Per ogni giorno della vita, il Signore riserva alle anime nostre le sue
consolazioni e le sue grazie.
Questo, dedicato al culto di Maria nel suo altissimo privilegio dell'Immacolato
Concepimento, è per il Nostro spirito uno dei più fausti di questi ultimi mesi.
La vostra presenza, cari fratelli e figli di Bergamo, per le circostanze che
l'hanno effettuata e per la solennità con cui si afferma sotto queste magnifiche
volte della Basilica Vaticana, innanzi a tanti e tanti altri figli Nostri, tutti
fratelli nella fede, appartenenti a diverse diocesi d'Italia e del mondo, è per
i Nostri occhi e più per il cuore Nostro, motivo di gioia composta e profonda,
ma straordinariamente benedetta.
Vi ringraziamo, e già Ci preme di effondere a piene mani sopra di voi la
primizia delle Nostre Benedizioni. La gratitudine per voi presenti, e per quanti
voi rappresentate e portate nel cuore, è viva e vibrante.
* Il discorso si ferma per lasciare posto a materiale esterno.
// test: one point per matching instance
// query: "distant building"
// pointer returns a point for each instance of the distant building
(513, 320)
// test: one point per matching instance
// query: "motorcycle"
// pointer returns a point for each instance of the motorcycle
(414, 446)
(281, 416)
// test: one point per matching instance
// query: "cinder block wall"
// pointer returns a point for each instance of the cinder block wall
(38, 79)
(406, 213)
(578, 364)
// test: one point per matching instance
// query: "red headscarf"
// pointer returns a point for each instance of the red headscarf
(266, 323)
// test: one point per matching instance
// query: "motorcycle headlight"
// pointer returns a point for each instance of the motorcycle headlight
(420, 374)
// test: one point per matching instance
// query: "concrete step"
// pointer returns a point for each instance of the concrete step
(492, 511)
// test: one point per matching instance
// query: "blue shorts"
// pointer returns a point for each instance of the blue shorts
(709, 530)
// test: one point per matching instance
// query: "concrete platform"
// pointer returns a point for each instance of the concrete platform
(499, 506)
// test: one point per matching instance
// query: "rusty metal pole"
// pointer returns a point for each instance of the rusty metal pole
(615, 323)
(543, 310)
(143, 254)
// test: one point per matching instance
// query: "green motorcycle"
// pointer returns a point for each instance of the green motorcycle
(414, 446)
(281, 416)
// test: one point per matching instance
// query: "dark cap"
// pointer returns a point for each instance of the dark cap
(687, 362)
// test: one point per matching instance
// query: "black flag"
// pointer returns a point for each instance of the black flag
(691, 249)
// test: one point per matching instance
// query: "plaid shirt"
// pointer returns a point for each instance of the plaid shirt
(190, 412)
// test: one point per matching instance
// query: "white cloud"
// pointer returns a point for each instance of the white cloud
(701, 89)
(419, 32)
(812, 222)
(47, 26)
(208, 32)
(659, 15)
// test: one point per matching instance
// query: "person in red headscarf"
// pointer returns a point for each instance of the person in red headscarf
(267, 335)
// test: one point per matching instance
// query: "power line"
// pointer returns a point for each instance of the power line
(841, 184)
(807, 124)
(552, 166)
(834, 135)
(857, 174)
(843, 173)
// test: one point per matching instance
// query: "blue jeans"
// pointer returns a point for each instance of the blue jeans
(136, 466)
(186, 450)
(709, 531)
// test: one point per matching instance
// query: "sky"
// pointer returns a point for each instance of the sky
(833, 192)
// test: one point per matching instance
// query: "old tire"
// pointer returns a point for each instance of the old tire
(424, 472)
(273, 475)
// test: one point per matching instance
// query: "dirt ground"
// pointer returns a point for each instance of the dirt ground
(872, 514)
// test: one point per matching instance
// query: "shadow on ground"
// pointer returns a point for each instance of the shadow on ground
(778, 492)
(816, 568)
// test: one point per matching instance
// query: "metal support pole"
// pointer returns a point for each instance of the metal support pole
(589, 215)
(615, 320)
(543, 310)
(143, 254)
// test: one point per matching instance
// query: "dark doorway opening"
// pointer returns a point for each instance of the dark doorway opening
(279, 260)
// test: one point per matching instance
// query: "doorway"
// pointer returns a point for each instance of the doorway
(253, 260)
Essa si volge innanzitutto al venerato fratello e figlio Nostro Monsignor
Giuseppe Piazzi, degnissimo e tanto caro ed amato Presule della Nostra Bergamo;
ai Signori Canonici, al cui ceto Ci fu così caro di appartenere, anche se a
semplice titolo di onore, per tanti anni; ai parroci e sacerdoti tutti, venuti
con sacrificio personale, ed in così eletta schiera, a salutare il loro antico
condiscepolo, o maestro, o direttore spirituale, che negli anni di servizio in
diocesi, e poi nei 37 che trascorse nei vari uffici e ministeri affidatigli
dalla Santa Sede, non desiderò altro che di essere amico e fratello di ciascuno.
Il Nostro grato saluto si volge con particolare accento di rispetto e di
affezione ai nobili e così copiosi Rappresentanti dell'ordine civico e sociale
variamente disposti nei vari gradi delle loro competenze ed attribuzioni, che
furono sempre così cortesi ed amabili verso la Nostra persona; ai diletti
seminaristi, che riguardiamo con speciale predilezione, perchè essi sono il
fiore delle speranze più belle della diocesi: spes messis in semine; ai
membri delle Associazioni cattoliche e di tutte le altre istituzioni qui
convenuti; ma inoltre ai sacerdoti e fedeli che non poterono venire a Roma; agli
ammalati, ai sofferenti, ai poveri, ai tribolati nello spirito, ai bambini, agli
anziani. Il Nostro abbraccio è come uno sguardo, che va a cercare tutti i punti,
a Noi tutti noti, della cara terra natìa, dove per un cuore di figlio tutto è
bello e degno di rispetto e di immutato e di immutabile amore.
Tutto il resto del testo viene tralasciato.